焦点:中東の空は安全か、欧州旅客機パイロットや客室乗務員から不安の声
パイロットはこの決定について異議を唱えることにした。ほんの1週間前には、会社はこのルートを安全でないと認めていた。だが、ウィズエアーの運航管理チームの回答は「現在は安全だと認識しており、飛行を命じる」というもので、それ以上の説明はなかったという。
「はっきり言って不満だった」とこのパイロットは振り返った。その数日後、イラクは10月1日にイランがイスラエルに向けミサイルを発射したことを受けて、自国上空の飛行禁止措置をとった。「安全でないという私の疑念が裏付けられた」
ウィズエアーはロイターの問い合わせに対し、乗員乗客の安全確保は同社の最優先課題であり、「いかなる状況においても」その点で妥協することはないと述べ、どこを飛ぶかは、外部の情報専門家との提携による厳格なリスク評価に基づいて決定していると説明した。
また、「当社の航空機及び乗員は、安全だと見なされる空域のみを飛行し、その点においてリスクを取ることはない」と述べた。
ロイターではパイロット4人、客室乗務員3人、航空セキュリティの専門家3人、航空会社幹部2人に、中東情勢の緊迫化を受けて欧州航空産業内で高まる安全面での懸念について取材した。
中東は、インドや東南アジア、オーストラリアに向かう航空機にとって重要な「空の回廊」であり、ユーロコントロールのデータによれば、昨年は欧州との往復で1日1400便が飛び交っていた。
欧州で中東上空の運航の安全性をめぐる議論が活発になっているのは、世界の他地域と違い、欧州のパイロットが労働組合により守られていることが大きな要因だ。

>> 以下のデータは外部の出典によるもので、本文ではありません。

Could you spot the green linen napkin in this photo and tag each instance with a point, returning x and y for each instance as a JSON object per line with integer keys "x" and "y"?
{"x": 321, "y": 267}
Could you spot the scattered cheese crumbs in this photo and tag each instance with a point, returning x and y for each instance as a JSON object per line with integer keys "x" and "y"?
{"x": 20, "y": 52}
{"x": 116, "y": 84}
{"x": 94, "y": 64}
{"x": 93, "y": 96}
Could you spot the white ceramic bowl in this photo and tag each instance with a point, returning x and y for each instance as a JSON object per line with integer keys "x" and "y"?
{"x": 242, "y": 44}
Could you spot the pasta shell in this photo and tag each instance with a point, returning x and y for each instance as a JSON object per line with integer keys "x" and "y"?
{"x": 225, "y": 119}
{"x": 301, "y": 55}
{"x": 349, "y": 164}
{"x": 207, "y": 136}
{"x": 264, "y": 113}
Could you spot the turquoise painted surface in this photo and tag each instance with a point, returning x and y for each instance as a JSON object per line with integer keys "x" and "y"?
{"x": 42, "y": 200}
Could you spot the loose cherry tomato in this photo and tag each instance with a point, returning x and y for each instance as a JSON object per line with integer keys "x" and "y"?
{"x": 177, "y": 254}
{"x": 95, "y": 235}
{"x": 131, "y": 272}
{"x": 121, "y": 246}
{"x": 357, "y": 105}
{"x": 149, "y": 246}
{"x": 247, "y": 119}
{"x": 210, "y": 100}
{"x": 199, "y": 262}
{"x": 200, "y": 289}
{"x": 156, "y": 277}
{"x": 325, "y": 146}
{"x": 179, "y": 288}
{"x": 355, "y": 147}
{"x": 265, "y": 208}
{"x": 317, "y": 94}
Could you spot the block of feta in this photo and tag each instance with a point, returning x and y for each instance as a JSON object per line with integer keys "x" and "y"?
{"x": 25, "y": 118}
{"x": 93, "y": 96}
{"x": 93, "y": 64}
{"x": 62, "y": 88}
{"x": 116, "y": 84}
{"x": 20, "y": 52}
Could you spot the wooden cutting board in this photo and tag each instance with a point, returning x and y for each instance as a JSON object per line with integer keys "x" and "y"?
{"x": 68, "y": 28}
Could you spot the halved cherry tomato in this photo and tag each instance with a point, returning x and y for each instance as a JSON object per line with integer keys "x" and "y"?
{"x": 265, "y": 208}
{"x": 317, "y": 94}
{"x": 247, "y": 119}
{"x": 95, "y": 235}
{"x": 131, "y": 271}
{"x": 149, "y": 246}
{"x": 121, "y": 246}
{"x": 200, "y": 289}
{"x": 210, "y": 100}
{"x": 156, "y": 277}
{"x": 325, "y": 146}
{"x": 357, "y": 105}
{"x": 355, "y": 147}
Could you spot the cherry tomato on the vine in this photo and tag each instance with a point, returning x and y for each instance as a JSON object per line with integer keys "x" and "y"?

ルーマニアの航空機乗務員労働組合FPUルーマニアが8月26日付けでEASAと欧州委員会に送った書簡には、「誰であれ、こうした危険な環境下で勤務することを強いられるべきではなく、搭乗者の安全と幸福を上回る商業的利益は存在しない」と書かれている。

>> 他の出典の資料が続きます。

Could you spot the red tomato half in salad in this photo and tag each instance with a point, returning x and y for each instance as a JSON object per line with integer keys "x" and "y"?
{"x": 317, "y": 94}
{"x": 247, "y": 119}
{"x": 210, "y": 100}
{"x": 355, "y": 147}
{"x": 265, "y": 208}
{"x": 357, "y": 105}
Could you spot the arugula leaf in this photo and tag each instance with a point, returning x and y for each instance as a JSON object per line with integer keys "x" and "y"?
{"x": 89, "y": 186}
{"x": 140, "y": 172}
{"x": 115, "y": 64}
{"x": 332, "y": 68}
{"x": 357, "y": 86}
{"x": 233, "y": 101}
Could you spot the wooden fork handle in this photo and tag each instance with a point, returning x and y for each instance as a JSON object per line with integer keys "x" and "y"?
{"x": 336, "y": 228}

別の書簡では、乗員らがルートの決定について透明性を高めるよう航空会社に要請し、危険なルートの飛行を拒否する権利を求めている。
昨年パレスチナ自治区ガザで戦争が勃発して以来、中東情勢の緊迫に関連した民間航空機の死亡事例や事故は発生していない。
エールフランスは、自社の旅客機1機が10月1日、イランによるイスラエルに対するミサイル攻撃の最中にイラク上空を飛行していたことを受けて、内部調査を開始した。この攻撃の際、航空各社は中東の関連地域に向かう数十便を急きょ迂回させていた。

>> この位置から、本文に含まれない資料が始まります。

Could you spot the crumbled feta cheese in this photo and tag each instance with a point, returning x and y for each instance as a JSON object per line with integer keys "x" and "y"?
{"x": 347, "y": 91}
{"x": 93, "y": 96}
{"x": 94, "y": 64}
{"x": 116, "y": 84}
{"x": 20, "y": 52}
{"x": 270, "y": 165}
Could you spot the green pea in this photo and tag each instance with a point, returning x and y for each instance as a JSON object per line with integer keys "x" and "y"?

イスラエルとイランの間で緊張が続き、シリア反体制派によりアサド政権が突然崩壊したことで、中東地域でさらに混乱が広がる懸念は高まっている。
この地域でミサイルが使用されたことは、ウクライナ東部で2014年にマレーシア航空17便が、また20年にはテヘランを離陸したウクライナ国際航空752便が撃墜された事件を想起させる。
パイロット3人、航空安全専門家2人はロイターに対し、戦争の混乱の中で偶発的に撃墜されてしまうことが最大の懸念であり、合わせて緊急着陸を強いられるリスクもあると語った。
ルフトハンザやKLMなど欧州航空会社の一部は、乗員が安全でないと感じるルートを回避する選択を許可しているが、ウィズエアーやライアンエア、エアバルチックの乗員にはそうした選択は与えられていない。
エアバルチックのマーティン・ガウス最高経営責任者(CEO)は、同社は国際安全基準を遵守しており、調整する必要はないとしている。
12月2日、ロイターが運航の安全性をめぐるエアバルチックと労組との協議について問い合わせたところ、ガウスCEOは、「特定のルートの飛行を拒否する権利を与えてしまえば歯止めが利かなくなる。次は、対立が生じているからイラクの上空を飛びたくないという人間が現れるのではないか」と述べた。
9月まで断続的にヨルダンやイスラエル行きの便を飛ばしていたライアンエアは、EASAの指導に基づいて安全性を判断していると述べた。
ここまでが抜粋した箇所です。